In recent years, Rome’s pontifical universities have hosted several courses for would-be exorcists on the rite, updated in 1998 and contained in a little red leather-bound booklet. The rite is relatively brief, consisting of blessings with holy water, prayers and an interrogation of the devil in which the exorcist demands to know the devil’s name, how many are present and when they will leave the victim.
Only a priest authorized by a bishop can perform an exorcism, and canon law specifies that the exorcist must be “endowed with piety, knowledge, prudence and integrity of life.”
While belief in the devil is consistent with church teaching, the Holy See does urge prudence, particularly to ensure the victim isn’t merely psychologically ill.
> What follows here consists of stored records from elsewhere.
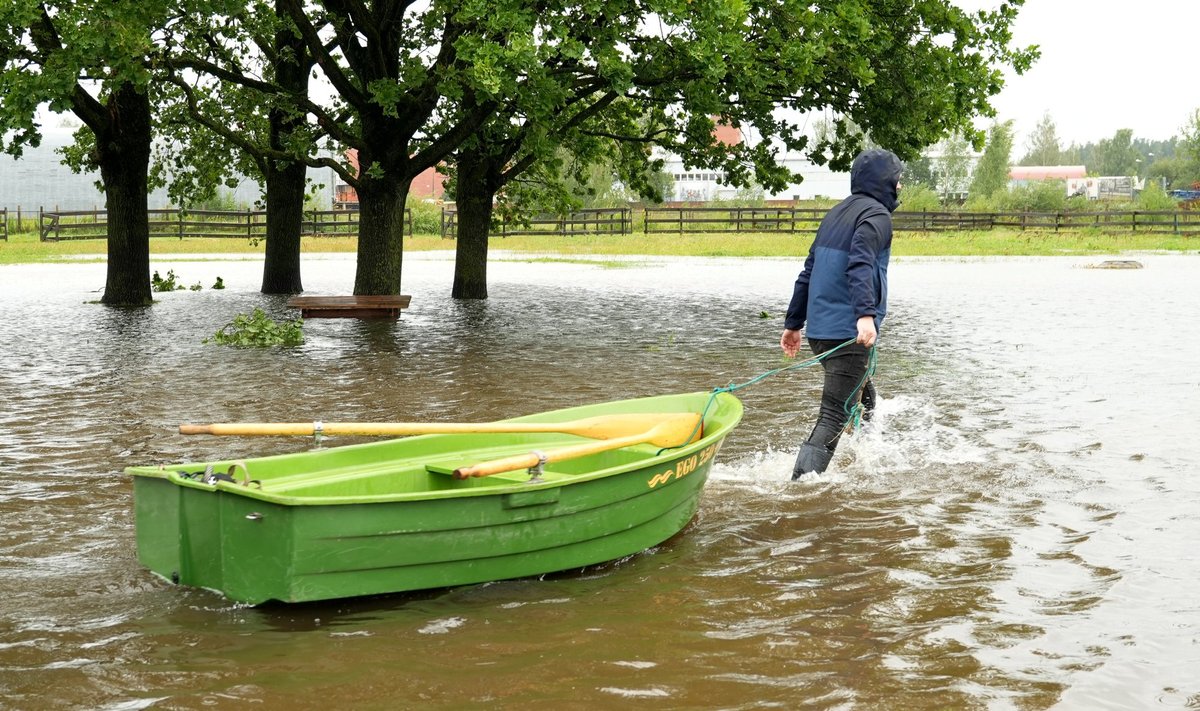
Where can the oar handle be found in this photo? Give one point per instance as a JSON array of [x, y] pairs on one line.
[[522, 461]]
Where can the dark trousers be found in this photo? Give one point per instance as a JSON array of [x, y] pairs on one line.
[[846, 382]]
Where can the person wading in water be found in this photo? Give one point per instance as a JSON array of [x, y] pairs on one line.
[[843, 294]]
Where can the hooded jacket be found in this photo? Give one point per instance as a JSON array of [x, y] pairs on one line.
[[846, 273]]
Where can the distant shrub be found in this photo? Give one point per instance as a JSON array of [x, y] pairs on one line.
[[1152, 198], [426, 217], [1043, 196], [917, 198]]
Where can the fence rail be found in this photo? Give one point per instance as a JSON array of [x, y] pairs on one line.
[[594, 221], [65, 225]]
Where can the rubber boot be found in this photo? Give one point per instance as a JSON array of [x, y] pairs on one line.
[[813, 458]]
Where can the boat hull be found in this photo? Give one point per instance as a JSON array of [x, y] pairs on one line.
[[387, 517]]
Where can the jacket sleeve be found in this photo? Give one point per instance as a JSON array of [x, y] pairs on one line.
[[798, 309], [864, 255]]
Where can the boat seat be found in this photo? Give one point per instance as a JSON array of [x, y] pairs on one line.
[[514, 476]]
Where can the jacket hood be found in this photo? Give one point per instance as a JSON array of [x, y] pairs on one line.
[[876, 173]]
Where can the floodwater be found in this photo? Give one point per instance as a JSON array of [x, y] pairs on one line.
[[1015, 530]]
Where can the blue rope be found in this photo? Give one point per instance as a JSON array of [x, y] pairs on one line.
[[853, 413]]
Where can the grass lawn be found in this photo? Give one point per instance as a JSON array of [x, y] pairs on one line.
[[24, 248]]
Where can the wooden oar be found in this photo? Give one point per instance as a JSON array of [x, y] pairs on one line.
[[676, 432], [604, 426]]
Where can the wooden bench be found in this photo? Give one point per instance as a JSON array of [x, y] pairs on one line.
[[349, 306]]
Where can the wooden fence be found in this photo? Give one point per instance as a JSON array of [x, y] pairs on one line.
[[59, 225], [694, 220], [594, 221], [251, 225]]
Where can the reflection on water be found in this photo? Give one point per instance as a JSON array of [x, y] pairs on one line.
[[1013, 531]]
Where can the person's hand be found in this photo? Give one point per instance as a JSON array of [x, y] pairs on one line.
[[867, 334], [790, 342]]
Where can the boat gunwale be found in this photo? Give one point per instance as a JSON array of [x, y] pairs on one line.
[[171, 472]]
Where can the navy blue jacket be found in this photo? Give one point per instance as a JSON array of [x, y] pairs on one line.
[[846, 273]]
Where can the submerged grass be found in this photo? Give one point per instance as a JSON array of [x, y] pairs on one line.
[[25, 248]]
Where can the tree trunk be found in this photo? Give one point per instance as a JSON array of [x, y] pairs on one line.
[[123, 153], [286, 181], [285, 219], [381, 233], [473, 201]]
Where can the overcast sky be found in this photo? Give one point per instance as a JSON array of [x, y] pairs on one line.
[[1105, 65]]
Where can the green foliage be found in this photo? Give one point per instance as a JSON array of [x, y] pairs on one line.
[[1042, 147], [991, 172], [1152, 198], [1116, 155], [257, 329], [953, 166], [1039, 196], [171, 284], [426, 217], [915, 198]]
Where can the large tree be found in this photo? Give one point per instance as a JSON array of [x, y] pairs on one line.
[[240, 106], [901, 75], [390, 63], [89, 57]]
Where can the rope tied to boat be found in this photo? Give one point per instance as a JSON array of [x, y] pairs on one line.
[[853, 410]]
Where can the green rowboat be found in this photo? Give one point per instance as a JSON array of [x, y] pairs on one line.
[[426, 512]]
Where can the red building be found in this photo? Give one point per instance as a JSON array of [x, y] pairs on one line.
[[430, 185]]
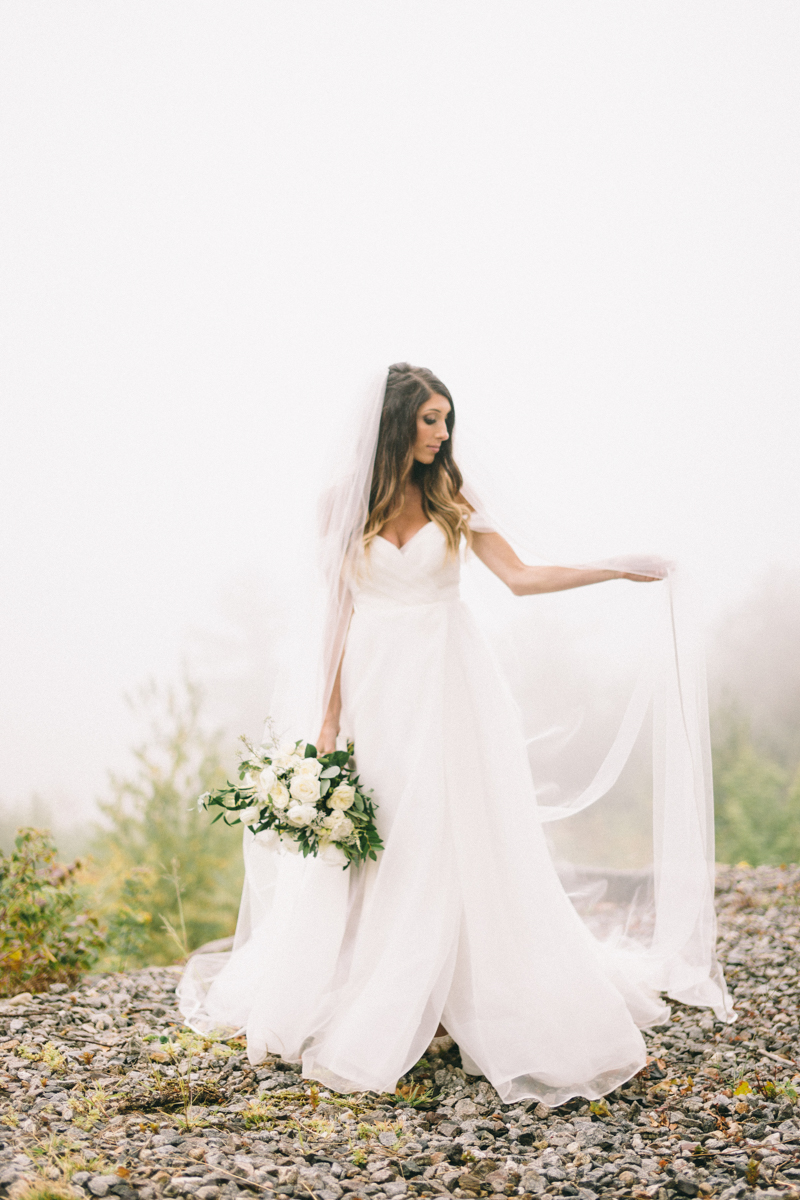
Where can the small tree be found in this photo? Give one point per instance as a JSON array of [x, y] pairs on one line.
[[44, 936], [166, 880]]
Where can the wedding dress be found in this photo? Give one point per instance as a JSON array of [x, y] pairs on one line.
[[463, 918]]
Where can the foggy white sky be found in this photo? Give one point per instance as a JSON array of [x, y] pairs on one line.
[[216, 215]]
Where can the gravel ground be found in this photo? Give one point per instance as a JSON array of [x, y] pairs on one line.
[[102, 1093]]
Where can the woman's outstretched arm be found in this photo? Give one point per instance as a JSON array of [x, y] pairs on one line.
[[524, 581]]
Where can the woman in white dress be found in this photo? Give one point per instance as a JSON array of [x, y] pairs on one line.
[[462, 923]]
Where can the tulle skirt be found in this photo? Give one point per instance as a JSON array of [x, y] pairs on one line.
[[462, 919]]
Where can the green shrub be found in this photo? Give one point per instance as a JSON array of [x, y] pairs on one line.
[[757, 803], [166, 881], [44, 937]]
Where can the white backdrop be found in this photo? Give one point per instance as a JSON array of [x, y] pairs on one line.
[[217, 215]]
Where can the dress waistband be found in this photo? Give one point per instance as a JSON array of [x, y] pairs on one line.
[[366, 601]]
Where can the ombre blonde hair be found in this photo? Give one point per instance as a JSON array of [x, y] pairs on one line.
[[440, 481]]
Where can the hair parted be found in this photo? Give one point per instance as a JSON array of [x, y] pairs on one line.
[[440, 481]]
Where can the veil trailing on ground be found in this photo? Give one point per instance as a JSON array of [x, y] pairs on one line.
[[611, 687]]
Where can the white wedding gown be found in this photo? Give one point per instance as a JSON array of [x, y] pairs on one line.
[[463, 918]]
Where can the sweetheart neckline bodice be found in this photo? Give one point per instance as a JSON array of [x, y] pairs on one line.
[[408, 540], [416, 573]]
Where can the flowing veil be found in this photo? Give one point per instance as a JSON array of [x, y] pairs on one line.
[[612, 693]]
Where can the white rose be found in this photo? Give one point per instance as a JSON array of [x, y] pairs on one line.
[[264, 783], [342, 797], [310, 767], [332, 855], [301, 814], [340, 826], [305, 789], [269, 839], [280, 796]]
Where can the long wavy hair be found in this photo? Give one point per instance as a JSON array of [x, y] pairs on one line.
[[440, 481]]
The Rev. Giulio Maspero, a Rome-based theologian who has witnessed or participated in more than a dozen exorcisms, says he’s fairly certain Francis’ prayer was either a full-fledged exorcism or a more simple prayer to “liberate” the young man from demonic possession.
He noted the pope’s hands on the man’s head was the “typical position” for an exorcist to use. “When you witness something like that — for me it was shocking — I could feel the power of prayer,” he said of his own experiences.
Late Tuesday, the director of TV2000 of the Italian bishops’ conference went on the air to apologize. “I don’t want to attribute to him a gesture that he didn’t intend to perform,” said the director, Dino Boffo.
That said, Francis’ actions and attitude toward the devil are not new: As archbishop of Buenos Aires, the former Cardinal Jorge Mario Bergoglio frequently spoke about the devil in our midst.
In the book “Heaven and Earth,” Bergoglio devoted a chapter to “The Devil” and said he believes that Satan’s fruits are “destruction, division, hatred and calumny. ... Perhaps its greatest success in these times has been to make us think that it doesn’t exist, that everything can be traced to a purely human plan,” he wrote.